Though The Lone Star State is pro-life, many women are still traveling to neighboring states like New Mexico to have elective abortions.

With that in mind, along with the fact that a provision in the Texas Heartbeat Act specifically allows for cities and counties to further restrict abortion, Cochran County recently became the third Texas county to pass an ordinance banning the use of its streets, highways, and airports for such transportation.

"We're seeing that the abortion industry is still alive and well here in our state, and they are doing everything they can to take people across the border," reports Mark Lee Dickson, founder of Sanctuary Cities for the Unborn. "There's these groups, abortion assistance groups, funding these abortions and abortion travel."
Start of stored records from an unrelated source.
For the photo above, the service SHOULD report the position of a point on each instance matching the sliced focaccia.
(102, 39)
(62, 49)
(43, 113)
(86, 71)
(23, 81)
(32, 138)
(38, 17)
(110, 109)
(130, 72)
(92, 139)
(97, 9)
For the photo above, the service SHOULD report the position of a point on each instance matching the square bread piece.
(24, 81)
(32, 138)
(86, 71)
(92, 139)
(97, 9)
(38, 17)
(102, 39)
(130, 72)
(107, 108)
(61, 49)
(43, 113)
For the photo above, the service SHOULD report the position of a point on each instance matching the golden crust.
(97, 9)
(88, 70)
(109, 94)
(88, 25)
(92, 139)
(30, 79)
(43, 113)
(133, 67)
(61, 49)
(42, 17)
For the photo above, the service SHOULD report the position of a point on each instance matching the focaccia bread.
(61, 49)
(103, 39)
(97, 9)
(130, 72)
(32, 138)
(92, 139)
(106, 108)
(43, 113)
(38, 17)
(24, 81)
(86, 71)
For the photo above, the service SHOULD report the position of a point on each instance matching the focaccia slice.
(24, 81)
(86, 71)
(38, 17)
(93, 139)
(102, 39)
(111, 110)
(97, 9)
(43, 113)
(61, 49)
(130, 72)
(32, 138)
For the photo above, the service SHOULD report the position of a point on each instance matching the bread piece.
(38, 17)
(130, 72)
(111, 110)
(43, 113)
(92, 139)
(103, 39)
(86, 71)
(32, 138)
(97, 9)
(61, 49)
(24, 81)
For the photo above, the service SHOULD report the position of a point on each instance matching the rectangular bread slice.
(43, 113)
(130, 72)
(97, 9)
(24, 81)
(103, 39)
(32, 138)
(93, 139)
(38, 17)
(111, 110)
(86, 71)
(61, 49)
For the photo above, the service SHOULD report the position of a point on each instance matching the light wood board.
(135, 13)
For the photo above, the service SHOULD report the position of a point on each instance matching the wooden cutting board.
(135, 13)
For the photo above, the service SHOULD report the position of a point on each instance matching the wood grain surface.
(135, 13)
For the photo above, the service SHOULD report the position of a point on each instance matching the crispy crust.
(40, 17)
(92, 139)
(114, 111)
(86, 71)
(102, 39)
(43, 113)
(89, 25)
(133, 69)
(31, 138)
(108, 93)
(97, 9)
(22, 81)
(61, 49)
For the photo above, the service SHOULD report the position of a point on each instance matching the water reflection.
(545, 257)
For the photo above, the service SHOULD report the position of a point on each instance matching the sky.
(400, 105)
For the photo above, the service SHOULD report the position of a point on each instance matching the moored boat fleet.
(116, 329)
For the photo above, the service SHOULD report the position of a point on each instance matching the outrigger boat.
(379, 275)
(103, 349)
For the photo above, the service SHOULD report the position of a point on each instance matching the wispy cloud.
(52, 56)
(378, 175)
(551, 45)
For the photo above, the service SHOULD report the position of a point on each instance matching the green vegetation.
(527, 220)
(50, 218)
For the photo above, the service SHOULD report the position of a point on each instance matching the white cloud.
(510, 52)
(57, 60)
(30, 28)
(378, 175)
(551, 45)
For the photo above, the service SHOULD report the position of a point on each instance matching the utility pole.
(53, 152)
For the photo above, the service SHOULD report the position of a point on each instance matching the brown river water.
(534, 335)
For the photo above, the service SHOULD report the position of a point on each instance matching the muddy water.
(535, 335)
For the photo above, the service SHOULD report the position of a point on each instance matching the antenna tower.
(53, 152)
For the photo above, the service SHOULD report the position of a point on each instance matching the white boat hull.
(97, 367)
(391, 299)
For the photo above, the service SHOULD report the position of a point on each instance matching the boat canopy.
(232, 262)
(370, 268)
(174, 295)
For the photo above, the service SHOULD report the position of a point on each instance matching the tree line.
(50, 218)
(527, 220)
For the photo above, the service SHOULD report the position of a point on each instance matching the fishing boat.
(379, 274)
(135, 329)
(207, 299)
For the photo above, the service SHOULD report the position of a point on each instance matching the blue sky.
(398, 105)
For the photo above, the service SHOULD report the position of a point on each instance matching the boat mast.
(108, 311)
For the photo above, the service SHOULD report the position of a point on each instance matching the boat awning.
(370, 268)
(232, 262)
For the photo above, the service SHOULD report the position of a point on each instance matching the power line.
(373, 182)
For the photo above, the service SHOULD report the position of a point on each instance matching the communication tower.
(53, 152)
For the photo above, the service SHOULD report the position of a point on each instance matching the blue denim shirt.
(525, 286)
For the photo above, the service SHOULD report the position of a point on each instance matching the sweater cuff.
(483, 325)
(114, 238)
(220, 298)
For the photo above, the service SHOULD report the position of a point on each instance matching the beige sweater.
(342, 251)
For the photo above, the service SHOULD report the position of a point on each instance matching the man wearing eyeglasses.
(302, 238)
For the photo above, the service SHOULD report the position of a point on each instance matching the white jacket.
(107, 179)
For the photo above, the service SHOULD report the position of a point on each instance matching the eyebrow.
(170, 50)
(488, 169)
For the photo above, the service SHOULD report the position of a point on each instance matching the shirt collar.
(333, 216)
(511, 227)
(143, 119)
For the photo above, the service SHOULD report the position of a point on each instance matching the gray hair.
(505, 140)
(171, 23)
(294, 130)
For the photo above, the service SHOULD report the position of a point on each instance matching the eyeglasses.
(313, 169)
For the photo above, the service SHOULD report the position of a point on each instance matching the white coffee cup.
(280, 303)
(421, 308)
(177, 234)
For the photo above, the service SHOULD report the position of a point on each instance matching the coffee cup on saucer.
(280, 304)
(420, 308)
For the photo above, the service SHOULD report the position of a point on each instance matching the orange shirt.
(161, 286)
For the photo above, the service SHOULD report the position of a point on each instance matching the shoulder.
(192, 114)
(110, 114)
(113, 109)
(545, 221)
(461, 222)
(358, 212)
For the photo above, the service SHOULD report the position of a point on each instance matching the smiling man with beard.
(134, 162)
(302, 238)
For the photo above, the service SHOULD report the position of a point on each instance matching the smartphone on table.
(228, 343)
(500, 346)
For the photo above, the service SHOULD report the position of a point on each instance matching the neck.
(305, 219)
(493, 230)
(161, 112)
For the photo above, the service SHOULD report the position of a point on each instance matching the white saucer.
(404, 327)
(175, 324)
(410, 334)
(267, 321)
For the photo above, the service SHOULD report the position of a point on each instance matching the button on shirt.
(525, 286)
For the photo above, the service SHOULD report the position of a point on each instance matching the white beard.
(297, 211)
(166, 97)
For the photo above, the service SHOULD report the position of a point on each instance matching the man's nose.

Regarding the abortion travel ordinances, he asserts that police officers will not be stopping vehicles at random to question their occupants about why they are traveling; enforcement will be similar to the private mechanisms used to apply Texas' other pro-life laws.

Dickson, Mark Lee (Sanctuary Cities for the Unborn) Dickson

"If there's a violation of the ordinance, then a lawsuit can be filed against those who are involved in abortion trafficking," Dickson explains. "This doesn't restrict the travel at all. All it does is penalize those who are actually violating the law."

The Cochran County ordinance does not allow for any lawsuit to be filed against the mother of the unborn child; it only allows for actions to be taken against those who are assisting her in the killing of her child — when they cross the unincorporated area of Cochran County for abortion trafficking.

Following Mitchell and Goliad Counties, Cochran is the 53rd political subdivision in Texas to have outlawed abortion. Lea and Roosevelt Counties in New Mexico, the first and second to pass "Sanctuary County for the Unborn" ordinances in the United States, share a border with Cochran County.

Dickson believes this approach should be adopted all throughout the country.